As the Nationals abandon their commitment to achieving net zero by 2050, leader David Littleproud has cited a stunning $9 trillion dollar price tag on the policy as a key reason for the move.
Mon 3 Nov 2025 15.00

Photo: AAP Image/Lukas Coch
David Littleproud: “It’s [Net Zero] an expensive way. It’s going to cost $9 trillion. It’s going to put things like Medicare at risk.”
The problem? This is a misrepresentation at best, and simply dishonest at worst.
The figure, now commonly cited by right-wingers like the IPA, originally came from a 2023 report from Net Zero Australia, a partnership of three universities that conducts research into net zero pathways.
While their 2023 study did say that achieving net zero required Australia to “attract and invest $7-9 trillion of capital to 2060 from international and domestic sources”.
It is nonsensical to use this number in the way Littleproud has, for three main reasons:
What does that mean? First, it’s an investment, not simply consumption. It’s the difference between spending $1 million on a holiday or $1 million on a house. In the second option, you get a new asset on the other end, the house. The trillions of dollars in ‘cost’ would also mean trillions of dollars in new assets for Australia.
Secondly, this is all investment, from private companies to individuals, and local, state, territory and federal governments. The $7-9 trillion figure includes a private company building a wind-farm for a profit, but also the cost of a homeowner putting solar power on their roof or switching to an electric vehicle when they’re due for an upgrade.

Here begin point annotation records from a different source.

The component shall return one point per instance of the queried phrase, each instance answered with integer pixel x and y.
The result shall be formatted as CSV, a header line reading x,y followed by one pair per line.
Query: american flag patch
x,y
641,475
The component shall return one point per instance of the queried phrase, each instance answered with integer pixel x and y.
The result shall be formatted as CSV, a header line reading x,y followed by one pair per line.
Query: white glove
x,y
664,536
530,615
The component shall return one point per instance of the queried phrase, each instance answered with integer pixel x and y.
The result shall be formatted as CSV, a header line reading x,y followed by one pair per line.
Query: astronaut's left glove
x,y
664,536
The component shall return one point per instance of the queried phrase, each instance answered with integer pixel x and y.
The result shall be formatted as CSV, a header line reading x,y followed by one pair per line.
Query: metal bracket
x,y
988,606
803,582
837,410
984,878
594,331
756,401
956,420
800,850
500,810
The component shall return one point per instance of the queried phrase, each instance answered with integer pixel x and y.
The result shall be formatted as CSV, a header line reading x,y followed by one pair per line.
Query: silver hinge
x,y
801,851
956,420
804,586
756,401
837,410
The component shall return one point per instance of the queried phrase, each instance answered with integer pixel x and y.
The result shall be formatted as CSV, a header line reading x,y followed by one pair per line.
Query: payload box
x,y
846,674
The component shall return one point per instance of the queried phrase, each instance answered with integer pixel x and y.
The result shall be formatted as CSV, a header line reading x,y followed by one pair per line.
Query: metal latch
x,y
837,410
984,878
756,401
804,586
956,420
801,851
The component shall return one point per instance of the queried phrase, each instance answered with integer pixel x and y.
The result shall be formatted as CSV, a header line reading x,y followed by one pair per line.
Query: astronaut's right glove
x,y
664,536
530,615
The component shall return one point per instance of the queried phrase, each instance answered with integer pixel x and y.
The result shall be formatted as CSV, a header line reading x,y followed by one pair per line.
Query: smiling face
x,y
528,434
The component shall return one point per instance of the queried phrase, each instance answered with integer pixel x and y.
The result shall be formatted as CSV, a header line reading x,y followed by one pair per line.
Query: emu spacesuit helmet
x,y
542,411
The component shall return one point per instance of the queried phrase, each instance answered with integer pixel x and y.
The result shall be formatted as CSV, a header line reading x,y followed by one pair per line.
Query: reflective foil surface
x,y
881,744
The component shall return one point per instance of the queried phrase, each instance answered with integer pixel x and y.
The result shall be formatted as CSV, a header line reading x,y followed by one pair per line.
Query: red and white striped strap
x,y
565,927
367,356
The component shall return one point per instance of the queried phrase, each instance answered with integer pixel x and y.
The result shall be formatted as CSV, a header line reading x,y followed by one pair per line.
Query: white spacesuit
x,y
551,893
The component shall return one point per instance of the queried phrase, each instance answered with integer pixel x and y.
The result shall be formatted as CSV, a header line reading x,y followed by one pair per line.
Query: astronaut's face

Overall, it’s clearly misleading to pretend this will cost government budgets $9 trillion.
Net zero will not, as Littleproud claimed, “put things like Medicare at risk”.
And, ironically, this figure is the gross cost of moving to net zero, not the net cost, meaning it does not measure the cost of moving to net zero compared with alternatives. In the status quo, trillions of dollars are already spent on energy infrastructure, including both renewables and fossil fuels. The $7-9 trillion figure is only the “cost” of net zero if the alternative is zero spending on energy infrastructure, by anyone. That would mean no spending on energy generation, power lines, or even cars (including petrol) – not a realistic scenario.
Even on current trends, the study estimated that capital investment in renewables will cumulatively reach almost $2 trillion by 2060 – meaning the “extra” investment required is actually more like $5-7 trillion. But this also doesn’t account for capital investment reductions into fossil fuels, which would save trillions of dollars – so most of that money can come from redirecting investment rather than requiring any more.
Perhaps realising that their $7-9 trillion figure was easy to use in bad faith by those opposed to renewable energy, Net Zero Australia updated the figure in their 2025 report. Now accounting for the alternative option, they estimate that “$1.6 trillion capital investment must be unlocked to achieve net zero by 2050”. This is a fraction of the number Littleproud has been using.
According to the 2025 figure, Australia would only need an additional $64 billion in investment per year – an eminently achievable task in a country with a $1.8 trillion GDP and $735 billion government revenue annually.
Even this price tag does not take into account the costs of inaction, such as managing climate disasters. The National Climate Risk Assessment released earlier this year estimated that increased natural disasters alone would cost the Government $40 billion dollars annually.